Saturday, March 25, 2006

Thank You for Writing Well

The San Francisco Chronicle is more or less the nearest major city newspaper to where I live---it's the one that's on the stands here, anyway. So I read it as much or more than any other daily newspaper. There may be writers as good or better in papers I don't read.

And I've been published in 5 different sections of it over the past several years, so I am prejudiced by that, though not altogether for.

But it's hard for me to imagine that there can be better writers than some now writing for the Chron. Columnist Jon Carroll is so good at what he does, and what he does is so unique, that the high quality of the writing is just part of the package. Mark Morford, who cut his teeth as an on-line only opinionator (a proto-blogger, as it were) has found his voice as a regular columnist. A terrific writer. As is my old friend and colleague, Kenneth Baker, the art writer. I've admired his writing for many years, even when I wasn't so crazy for the art he wrote about. Tim Goodman, the TV guy, is pretty good, too, although they give the TV writers about twice the space they need to say what they say.

But what prompts this effusion is Mick LaSalle, the chief movie critic. He is simply the best writer on film I know of. His reviews are the best written, most knowledgeable, most trenchant and most interesting of anybody's I've read since at least Frank Rich (and I mean his movie reviews in the 70s and 80s.) His Sunday question-and-answer column is terrific, too.

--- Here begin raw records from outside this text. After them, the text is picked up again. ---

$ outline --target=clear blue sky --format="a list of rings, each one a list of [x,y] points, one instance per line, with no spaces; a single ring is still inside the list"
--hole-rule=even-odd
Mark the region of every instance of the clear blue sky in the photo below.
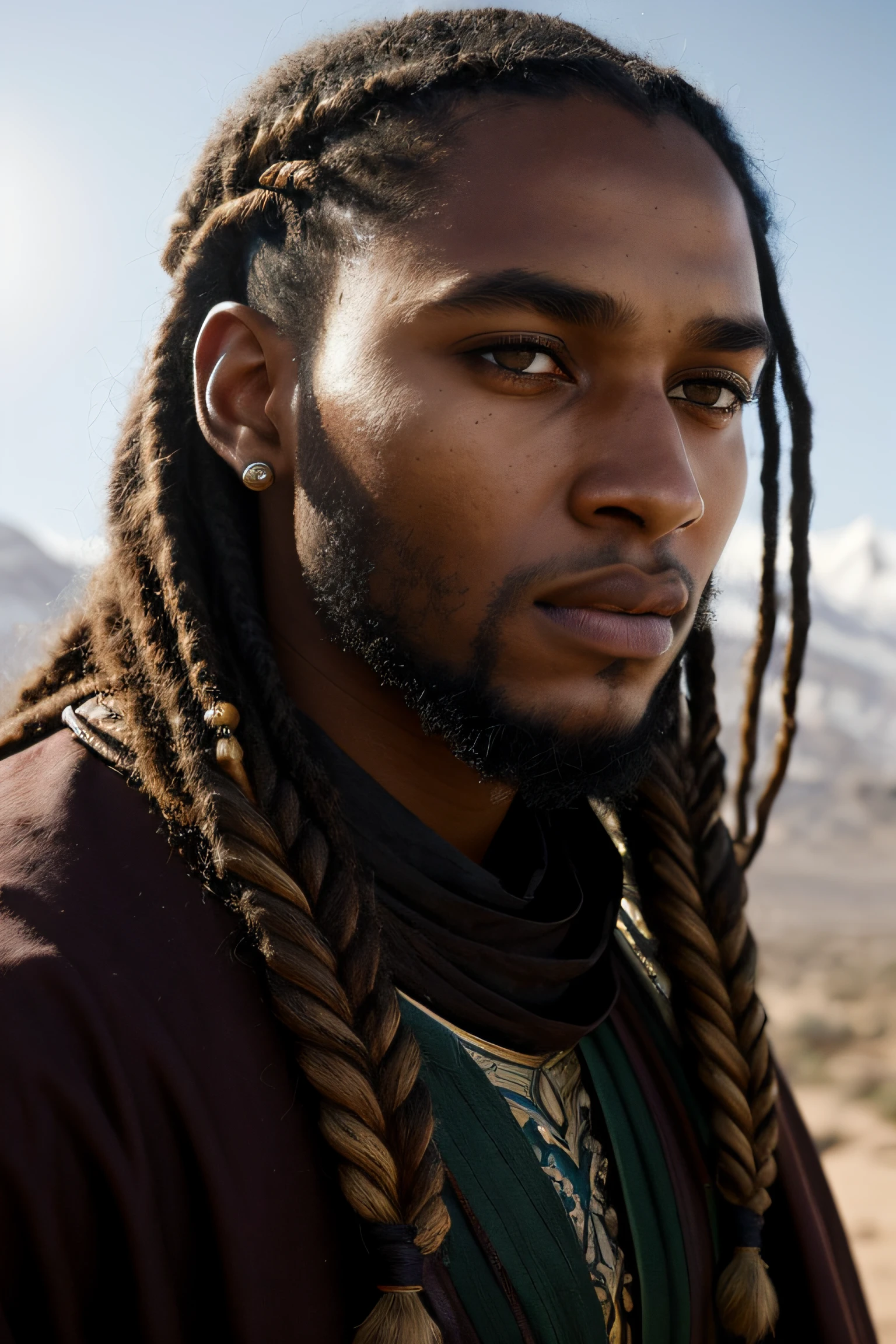
[[[165,294],[165,219],[210,126],[281,52],[407,8],[3,0],[0,515],[71,538],[99,528]],[[523,8],[678,65],[728,108],[778,196],[817,407],[815,526],[870,513],[896,528],[893,0]]]

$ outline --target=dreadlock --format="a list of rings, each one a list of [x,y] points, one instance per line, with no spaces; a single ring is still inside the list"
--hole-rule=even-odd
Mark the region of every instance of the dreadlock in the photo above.
[[[418,1046],[380,961],[371,880],[278,675],[259,587],[257,505],[200,433],[192,348],[223,300],[255,302],[287,327],[287,313],[302,306],[286,302],[290,294],[301,292],[302,310],[317,304],[320,312],[345,218],[388,223],[414,207],[411,183],[439,159],[441,132],[465,95],[557,97],[582,86],[642,117],[672,113],[715,149],[744,200],[774,341],[760,394],[764,562],[736,847],[719,817],[724,758],[708,629],[686,645],[680,731],[657,749],[623,818],[709,1099],[717,1188],[735,1215],[720,1320],[756,1344],[776,1316],[758,1236],[775,1177],[775,1077],[743,868],[762,843],[795,731],[809,624],[810,407],[778,289],[766,194],[719,108],[677,73],[560,19],[477,9],[357,28],[263,77],[210,140],[163,255],[172,298],[113,466],[109,559],[56,655],[21,692],[0,747],[52,731],[63,707],[86,695],[114,692],[126,707],[134,780],[191,870],[257,939],[274,1012],[320,1097],[345,1199],[371,1232],[398,1227],[423,1255],[437,1251],[449,1216]],[[793,439],[793,628],[782,728],[750,835],[776,607],[778,378]],[[394,1288],[383,1285],[356,1341],[437,1341],[419,1293]]]

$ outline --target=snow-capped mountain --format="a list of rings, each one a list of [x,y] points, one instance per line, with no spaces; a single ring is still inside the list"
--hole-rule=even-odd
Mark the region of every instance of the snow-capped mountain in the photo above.
[[[0,707],[48,632],[75,601],[98,546],[38,544],[0,523]],[[52,550],[54,554],[50,554]],[[719,702],[736,759],[744,656],[756,624],[762,540],[740,524],[719,564]],[[778,726],[779,672],[789,628],[787,547],[780,547],[776,655],[763,698],[764,762]],[[813,625],[799,691],[799,732],[776,814],[789,827],[861,831],[896,823],[896,534],[868,519],[811,540]]]
[[[55,550],[0,523],[0,711],[79,591],[83,566]]]
[[[740,526],[719,564],[716,641],[725,745],[736,758],[743,660],[754,638],[762,542]],[[763,743],[778,726],[789,633],[782,546],[776,655],[763,696]],[[803,832],[896,821],[896,534],[869,519],[811,538],[813,624],[797,745],[776,813]],[[767,757],[766,757],[767,761]],[[760,771],[762,773],[762,771]]]

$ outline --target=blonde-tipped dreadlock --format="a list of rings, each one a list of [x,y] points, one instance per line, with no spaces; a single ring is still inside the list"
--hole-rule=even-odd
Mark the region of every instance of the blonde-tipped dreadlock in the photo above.
[[[439,129],[465,95],[557,97],[582,86],[638,116],[665,112],[692,125],[737,184],[752,231],[793,431],[794,560],[783,727],[748,836],[756,719],[775,617],[772,362],[760,402],[760,625],[737,792],[737,856],[742,866],[750,862],[787,763],[809,621],[810,413],[770,253],[767,203],[719,109],[680,75],[532,13],[418,12],[308,47],[262,78],[208,142],[163,258],[173,277],[172,304],[118,446],[109,562],[0,742],[23,745],[51,731],[69,703],[114,691],[126,711],[136,780],[188,863],[257,937],[274,1011],[293,1032],[298,1062],[321,1098],[321,1130],[345,1199],[367,1223],[402,1230],[399,1241],[412,1241],[423,1255],[439,1247],[449,1219],[418,1047],[380,965],[372,890],[278,676],[257,583],[255,500],[201,437],[191,355],[206,313],[222,300],[249,298],[289,329],[297,305],[286,300],[301,290],[302,310],[312,314],[306,321],[313,321],[326,297],[340,219],[353,211],[388,222],[410,208],[411,183],[420,181],[420,168],[437,164]],[[755,1344],[776,1313],[758,1239],[775,1173],[774,1070],[754,988],[743,872],[717,814],[724,762],[707,632],[690,637],[686,672],[688,732],[661,749],[626,825],[709,1098],[717,1187],[742,1219],[742,1249],[720,1281],[720,1318]],[[239,706],[242,715],[238,763],[246,774],[231,771],[244,780],[242,790],[215,765],[222,704]],[[236,747],[222,754],[227,761],[238,761]],[[388,1290],[395,1286],[411,1290]],[[384,1285],[356,1339],[438,1340],[416,1286]]]

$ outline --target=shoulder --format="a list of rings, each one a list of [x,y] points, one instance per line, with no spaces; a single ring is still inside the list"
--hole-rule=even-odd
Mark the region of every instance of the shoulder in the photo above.
[[[73,953],[75,925],[120,923],[163,894],[201,899],[148,800],[67,730],[0,762],[0,915]]]
[[[136,847],[136,848],[134,848]],[[167,863],[152,808],[67,728],[0,761],[0,883],[52,900],[97,870]]]
[[[50,1032],[60,1015],[95,1013],[116,1032],[138,1003],[145,1023],[197,981],[212,997],[242,982],[257,1000],[254,973],[234,964],[240,929],[148,800],[71,732],[0,762],[0,1048],[21,1013],[50,1012]]]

Friday he reviewed "Thank You for Smoking," about a tobacco lobbyist. I saw the writer of the book (Christopher Buckley), the screenwriter (?), the director (Jason Reitman) and the star (Aaron Eckhart) on Charlie Rose. Such a group of self-satisfied cynics, it was dismaying. Wondering if I got the right impression of the film, I went online to read reviews. "Rotten Tomatoes" had a ton of them, and I read several of the major ones, learned a little, but not very much.

Then comes LaSalle in the Chron on Friday: "Thank You for Smoking" is a glib satire with a slick surface, lots of snappy patter and nothing to sell but its own cleverness. It's as smooth as its tobacco lobbyist hero and almost as empty, for despite the incisiveness of its observations, about the nature of media and the idiocy of the public, it operates without a strong point of view. This results in a lack of passion and intensity, but the movie has something else going for it, something that's not as entertaining but interesting all the same: a deep-down hopelessness. "

So this is exactly what I wanted to know about this movie. It confirms the feeling I got from the Charlie Rose show. Now I know I'm not going to rush out to see it. But I keep reading---because the review is itself compelling.

""Thank You for Smoking" doesn't exactly represent our era. Rather it is, in itself, an embodiment of it, a litany of complaints followed by a shrug of the shoulders, a movie about the morass that can't see through the morass. "

This places the movie in the cultural context, which is the context in which we'll see it. But there's the form of the movie itself, the approach it takes:

"This lack of vision limits the film. After all, seeing through the morass is precisely what great satire does -- it takes a position above the current situation, sees past it, understands it and gives a warning. "Network," "MASH," "A Face in the Crowd" and "The Manchurian Candidate" all belong in that exalted category, whereas "Thank You for Smoking" is more along the order of spoof, a send-up of identifiable types that is meant to amuse all and offend none. "

Maybe it's a measure of the dumbed-down mediaverse we're used to now, but to be reminded of the difference between "satire" and "spoof," is a real gift these days, and it means something. Something besides making me wonder how many other film reviewers know the difference, since most seem to use the terms interchangeably.

The review then closes the deal:

"Yet at the heart of "Thank You for Smoking" is a belief in the importance of one thing: success. Nick's talent is real, and in the construct of this film, it would be a terrible thing if he did not get a chance to practice his gift and enjoy its rewards. That's an amazing way to see Nick, a point of view that's cynical in the extreme without the filmmaker seeming to notice. Obviously, just a little beneath the surface of this supposedly biting satire, there are attitudes and assumptions in serious need of satirical treatment. "

The deal is: I learned enough about the movie to make a decision about seeing or not seeing it. And I've learned something by reading the review, and I've enjoyed the reading experience. I got pleasure from the writing. Confirmation of my intuitions about the movie is a big bonus.

Of course these aren't the only fine writers on the Chronicle, not to mention those perspicacious editors. But I should mention one more, a writer in pictures and words: Don Asmussen. I must mention his comic genius, as I steal his panels every once in awhile for this blog. (Fully attributed to him and the Chron, mind you---don't go recommending me for a Washington Post blog.) But I reproduce them from the web site only at least a day after they appear in the print edition. This thief has some honor.

1 comment:

Fred Mangels said...

Sorry. I don't see how anyone, even a lefty, could consider Mark Morford a good writer.